Secundo, à propos de la blockchain, M. Jérôme Balmes a exposé les nouveautés de ce système automatisé et l’exécution des smarts contracts dans le monde de l’assurance, abordant ainsi certains enjeux de l’auto-assurance et des indemnisations automatisées. En réponse, M. Rodolphe Bigot (Maître de conférences à l’Université de Picardie Jules Verne) a proposé de mieux identifier le mécanisme hors de l’assurance avant de le projeter dans l’assurance. M. Arnaud David (Responsable CRM, Crédit Agricole) s’est pour sa part penché sur la question de la suppression des intermédiaires par suite de la mise en œuvre de la blockchain.
 
Tertio, au cours du dernier thème relatif à « la robotisation dans d’assurance et l’évolution de la relation assureur/assuré », M. le professeur Arthur Charpentier a développé l’automatisation des process et les modèles de "boîtes noires" de tarification avant d’évoquer la transformation pour l'assuré de sa relation avec l’assureur, par l’usage des comparateurs de prix (rarement de produits) mais également la généralisation du courtage sous forme d'automatisation.
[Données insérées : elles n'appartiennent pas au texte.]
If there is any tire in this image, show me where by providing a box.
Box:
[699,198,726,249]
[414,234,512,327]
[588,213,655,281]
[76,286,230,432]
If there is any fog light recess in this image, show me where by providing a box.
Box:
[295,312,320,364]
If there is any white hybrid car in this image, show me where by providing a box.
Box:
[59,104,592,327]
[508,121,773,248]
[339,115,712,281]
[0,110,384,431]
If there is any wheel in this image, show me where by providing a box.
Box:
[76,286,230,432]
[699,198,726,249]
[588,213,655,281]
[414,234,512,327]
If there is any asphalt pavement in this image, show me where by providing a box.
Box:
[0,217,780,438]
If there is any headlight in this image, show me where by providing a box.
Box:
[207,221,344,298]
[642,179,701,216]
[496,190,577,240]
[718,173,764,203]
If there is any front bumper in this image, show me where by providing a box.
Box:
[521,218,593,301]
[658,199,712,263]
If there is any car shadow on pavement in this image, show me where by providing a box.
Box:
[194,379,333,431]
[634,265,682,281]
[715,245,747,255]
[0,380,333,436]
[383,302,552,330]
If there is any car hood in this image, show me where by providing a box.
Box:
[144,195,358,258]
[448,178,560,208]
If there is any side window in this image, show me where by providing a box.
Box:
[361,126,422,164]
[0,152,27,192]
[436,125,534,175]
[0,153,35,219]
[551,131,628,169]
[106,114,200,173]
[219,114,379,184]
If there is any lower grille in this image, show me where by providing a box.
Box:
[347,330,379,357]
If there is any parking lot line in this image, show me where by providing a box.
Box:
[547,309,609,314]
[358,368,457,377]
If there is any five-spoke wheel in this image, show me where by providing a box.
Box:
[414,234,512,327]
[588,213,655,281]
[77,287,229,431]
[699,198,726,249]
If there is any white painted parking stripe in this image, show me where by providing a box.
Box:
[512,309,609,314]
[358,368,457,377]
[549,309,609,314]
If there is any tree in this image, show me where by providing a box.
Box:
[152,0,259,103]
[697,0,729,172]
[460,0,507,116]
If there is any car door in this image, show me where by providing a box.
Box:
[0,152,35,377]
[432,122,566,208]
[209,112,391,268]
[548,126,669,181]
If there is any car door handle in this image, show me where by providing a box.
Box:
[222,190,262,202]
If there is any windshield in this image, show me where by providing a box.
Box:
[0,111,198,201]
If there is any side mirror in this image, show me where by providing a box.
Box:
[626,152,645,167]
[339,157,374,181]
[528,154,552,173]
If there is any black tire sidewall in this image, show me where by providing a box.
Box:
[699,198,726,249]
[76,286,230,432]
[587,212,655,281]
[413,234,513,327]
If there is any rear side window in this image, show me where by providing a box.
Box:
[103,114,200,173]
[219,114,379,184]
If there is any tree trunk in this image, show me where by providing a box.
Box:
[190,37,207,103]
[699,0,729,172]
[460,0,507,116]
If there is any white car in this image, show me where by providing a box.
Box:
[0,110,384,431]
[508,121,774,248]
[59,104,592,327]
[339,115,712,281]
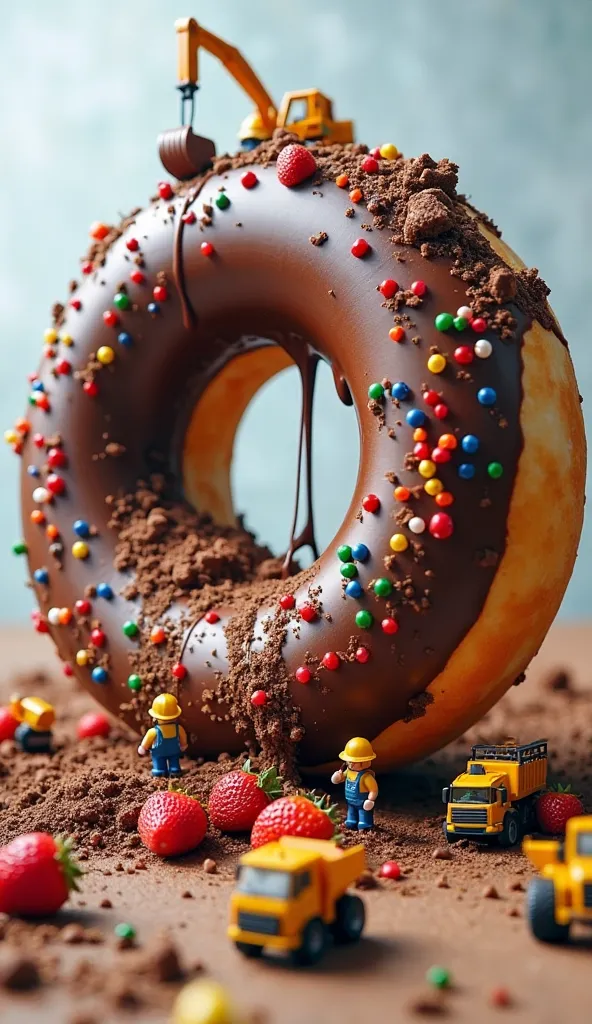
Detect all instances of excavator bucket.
[158,125,216,181]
M. Rodolphe Bigot s’est appuyé sur cette présentation illustrée pour retracer, par suite de cette robotisation déjà en marche dans l’assurance, l’évolution de la relation de confiance assureur/assuré, d’un point de vue éthique, économique puis juridique.
 
Les auteurs du présent dossier en profitent pour remercier les étudiants du Master 2 Assurances, en particulier Madame Laura Lacrambe et M. Louis Villemur, meneurs dynamiques de l’Association du Master 2 Droit des Assurances Caen (AMDAC) ; les participants : Madame le Doyen Véronique Nicolas ; Monsieur le professeur Arthur Charpentier ; MM. Jérôme Balmes, David Couroyer et Arnaud David ; sans oublier les anciens et actuels directeurs du Master 2 ayant participé à son succès pérenne, en particulier ceux qu’ils ont la chance de connaître, dans l’ordre chronologique, M. Loïs Raschel, Madame Karine Buhler, M. Thibault Douville, Madame Amandine Cayol et M. Mathias Couturier pour leur confiance renouvelée.
 
Dans ce dossier, les auteurs proposent une synthèse des analyses juridiques abordées lors du colloque visant à « Comprendre et anticiper la révolution numérique en assurance ». À cet effet, les deux interventions orales du professeur David Noguéro ont été regroupées, en première partie, au sein d’une même contribution écrite intitulée « Loi Badinter, voiture autonome, robot, évolution du risque et information au regard de la protection des assurés. Humble essai de projection sur les rails du futur » (I). Elle sera suivie des deux contributions de M. Rodolphe Bigot, avec une forme orale également préservée, permettant d’examiner la blockchain et l’assurance (II), puis la robotisation et l’évolution de la relation de confiance assureur/assuré (III).